In response to the UK's regulatory system failing to recognise and respond to emerging problems in the UK's financial system, the government published its first consultation paper on reforming the UK regulatory framework in July. The paper envisages three new authorities that are to replace the Financial Services Authority.
According to the UK government, to explain the financial crisis purely in terms of global trends ignores the fundamentally important point that there were real and significant failings in the UK regulatory framework. In particular, the UK's regulatory system failed to recognise and respond to the problems that were emerging in the UK's financial system.
In response to these failings the government has long supported fundamental changes to the UK's regulatory framework, particularly giving the Bank of England a greater role.
In July, the government published its first consultation paper on reforming the UK regulatory framework. As expected the paper envisages the Financial Services Authority being replaced by three new authorities:
  • A new Financial Policy Committee (FPC) will be created within the BoE. This will have ultimate authority to identify imbalances, risks and vulnerabilities in the UK financial system and take any necessary action to mitigate these in order to protect the wider UK economy.

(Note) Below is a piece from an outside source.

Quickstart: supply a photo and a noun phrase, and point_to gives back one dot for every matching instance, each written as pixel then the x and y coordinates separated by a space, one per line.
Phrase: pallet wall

  • A new subsidiary of the BoE, the Prudential Regulation Authority or PRA, will be responsible for the authorisation, regulation and day-to-day supervision of all firms that were subject to "significant" prudential regulation. In the consultation paper the government has not defined what it means by "significant" and has simply said that it expects banks, investment banks and insurers to come within the PRA's scope. However, the consultation paper is silent as to whether or not investment management firms will be prudentially regulated by the PRA.
  • A new independent authority, the Consumer Protection and Markets Authority or CPMA, will take responsibility for conduct of business regulation of all financial institutions, whether prudentially regulated by the PRA or not. The CPMA will also write the prudential regulatory framework for firms that were not regulated by the PRA.
The CPMA will also have a strong markets division that will lead on all market conduct regulation and be the lead authority in representing the UK in the new European Securities and Markets Authority. However, the regulation and supervision of settlement systems and central counterparty clearing houses will be dealt with by the BoE. These functions will sit alongside the BoE's existing responsibilities for payment systems oversight.
Whilst the consultation paper can be seen as a foundation paper which sets out the government's core concepts for reform much more detail is needed. A further consultation paper and draft legislation is expected in early 2011. However, even at this early stage by concentrating authority in the BoE the government is sending a clear message that it intends to create a powerful body with significantly increased influence over the UK's financial system and economy.